Not quite today, but I did finally finish the crib/cot bed I'd been working on for a *very* long time. I did it all with hand tools except for resawing the wood for the curved rails.
It was definitely an experience. The lumber was horribly expensive, and I'd paid to have it jointed/thicknessed for me since I didn't want to do it with the few planes I had at the time. Unfortunately I'd just assumed that it had arrived properly dimensioned, and properly dried... which was foolish of me. everything was cut wrong, thicknessed wrong (no two pieces the same thickness, no board the same thickness at both ends), and it wasn't until half way through the project that I realised the wood was still very wet when it had arrived. I'd made the side pieces and then moved on to the end sections, and when I'd come back to fit all the parts together the sides had warped significantly. Then I watched the end sections warp as they dried too. Doing the math I figured the wood must have been around 16-18% moisture when it arrived, rather then the 8-10% I'd have expected.
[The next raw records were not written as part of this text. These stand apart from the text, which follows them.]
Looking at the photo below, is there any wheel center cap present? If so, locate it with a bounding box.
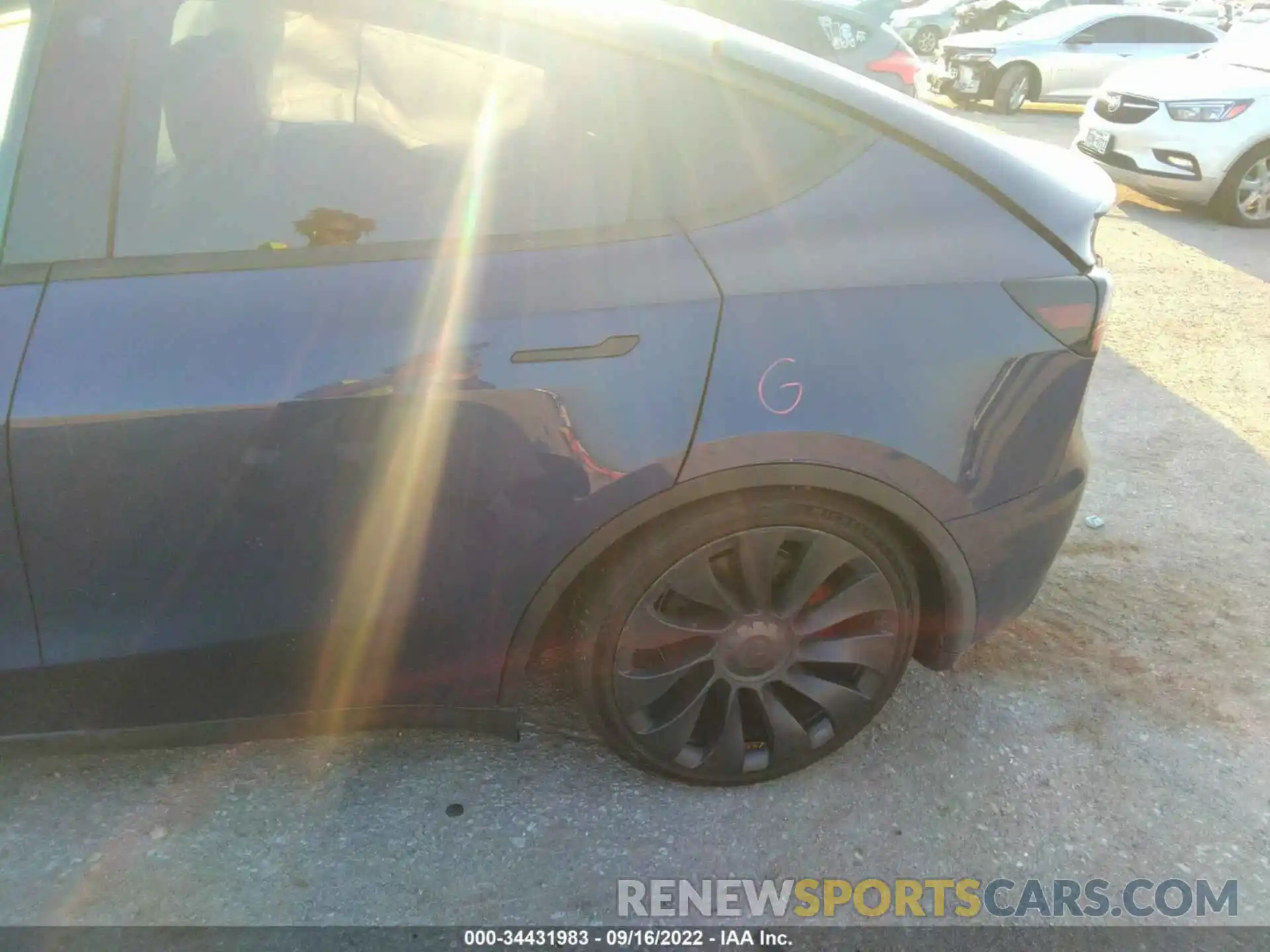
[722,618,790,678]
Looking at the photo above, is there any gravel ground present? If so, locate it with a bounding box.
[0,116,1270,924]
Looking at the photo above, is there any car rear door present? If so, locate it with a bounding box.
[10,0,719,727]
[1048,15,1147,100]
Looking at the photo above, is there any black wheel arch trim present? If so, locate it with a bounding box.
[498,463,976,707]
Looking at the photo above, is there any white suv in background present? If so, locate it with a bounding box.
[1072,24,1270,229]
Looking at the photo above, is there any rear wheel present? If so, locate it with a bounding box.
[992,62,1031,116]
[913,26,940,56]
[578,490,918,785]
[1213,142,1270,229]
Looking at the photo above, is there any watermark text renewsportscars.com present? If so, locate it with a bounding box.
[617,877,1240,922]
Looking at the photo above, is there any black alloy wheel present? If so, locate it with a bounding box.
[584,502,915,785]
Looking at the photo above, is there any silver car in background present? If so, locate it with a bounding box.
[927,7,1223,113]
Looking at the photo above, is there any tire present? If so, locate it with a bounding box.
[992,62,1031,116]
[1213,142,1270,229]
[575,489,918,785]
[913,26,941,56]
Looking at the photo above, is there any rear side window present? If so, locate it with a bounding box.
[0,7,30,147]
[116,0,634,257]
[632,62,872,222]
[1143,18,1218,43]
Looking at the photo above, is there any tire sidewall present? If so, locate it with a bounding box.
[992,63,1029,116]
[578,490,919,785]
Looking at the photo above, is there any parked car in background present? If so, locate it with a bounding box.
[1072,25,1270,229]
[0,0,1114,785]
[1230,4,1270,22]
[927,5,1222,113]
[890,0,1122,56]
[952,0,1121,34]
[672,0,922,95]
[890,0,964,56]
[1179,0,1234,30]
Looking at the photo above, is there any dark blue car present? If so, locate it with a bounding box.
[0,0,1113,783]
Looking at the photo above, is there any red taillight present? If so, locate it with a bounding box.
[868,50,922,87]
[1002,268,1111,357]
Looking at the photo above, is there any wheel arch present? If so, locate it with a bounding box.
[1219,136,1270,188]
[498,463,976,707]
[993,60,1042,102]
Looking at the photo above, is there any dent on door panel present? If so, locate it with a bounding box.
[14,237,718,722]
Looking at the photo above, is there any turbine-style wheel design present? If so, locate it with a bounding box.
[587,502,915,783]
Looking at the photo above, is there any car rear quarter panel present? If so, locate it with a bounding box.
[681,138,1092,519]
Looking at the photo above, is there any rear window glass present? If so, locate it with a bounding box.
[632,63,871,219]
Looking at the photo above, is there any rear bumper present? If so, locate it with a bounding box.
[945,421,1089,666]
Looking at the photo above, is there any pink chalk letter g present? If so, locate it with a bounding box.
[758,357,802,416]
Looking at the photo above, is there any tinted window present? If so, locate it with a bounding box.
[5,4,130,264]
[116,0,632,255]
[1081,17,1147,43]
[632,62,865,218]
[1143,17,1216,43]
[116,0,858,257]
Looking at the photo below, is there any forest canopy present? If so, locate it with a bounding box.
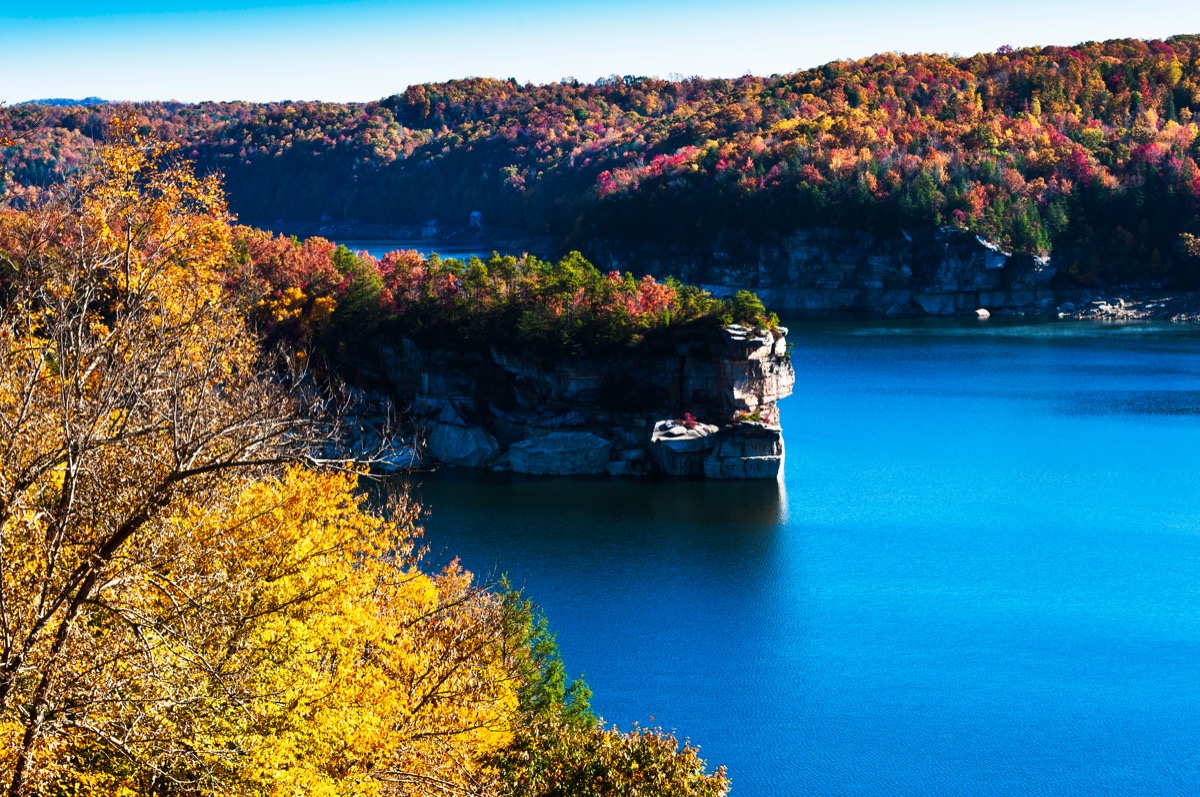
[7,35,1200,286]
[0,124,727,797]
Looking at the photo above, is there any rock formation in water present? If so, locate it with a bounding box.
[352,325,794,479]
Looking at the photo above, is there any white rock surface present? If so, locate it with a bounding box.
[509,432,612,477]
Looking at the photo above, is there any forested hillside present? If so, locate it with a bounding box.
[7,35,1200,287]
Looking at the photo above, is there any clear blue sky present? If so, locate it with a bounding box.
[0,0,1200,103]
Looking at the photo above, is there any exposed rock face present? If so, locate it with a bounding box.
[361,326,796,478]
[509,432,612,477]
[650,420,720,477]
[704,421,784,479]
[586,227,1055,316]
[425,403,500,468]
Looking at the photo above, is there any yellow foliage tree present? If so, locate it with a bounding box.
[0,123,520,797]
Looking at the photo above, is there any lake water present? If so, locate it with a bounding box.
[419,319,1200,797]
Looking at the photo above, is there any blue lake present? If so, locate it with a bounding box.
[418,319,1200,797]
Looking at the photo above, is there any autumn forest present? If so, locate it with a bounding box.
[7,36,1200,287]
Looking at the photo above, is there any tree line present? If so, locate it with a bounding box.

Still, aside from a glue discoloration from having to scrap through an entire layer of veneer on two of the end pieces (which I can still fix, once I get to where the crib is again), the thing turned out reasonably well. In January I'll go to where the crib is and to the last bit of tweaking and apply another layer of beeswax, but all in all it was a messy, frustrating, expensive, and downright horrible experience that I'd do again in a heartbeat. A bad day in the workshop is still a pretty darned good day.
the lighting isn't good in these pictures - it's not ultra shiny, but it does have a lovely lustre to it when you see it in person. The finish is simply oil (Osmo top oil I think?) and beeswax.
the internal frame didn't end up being needed, but the sketchup model was pretty close to the finished project.
Sketchup
finished crib with height adjusting platform.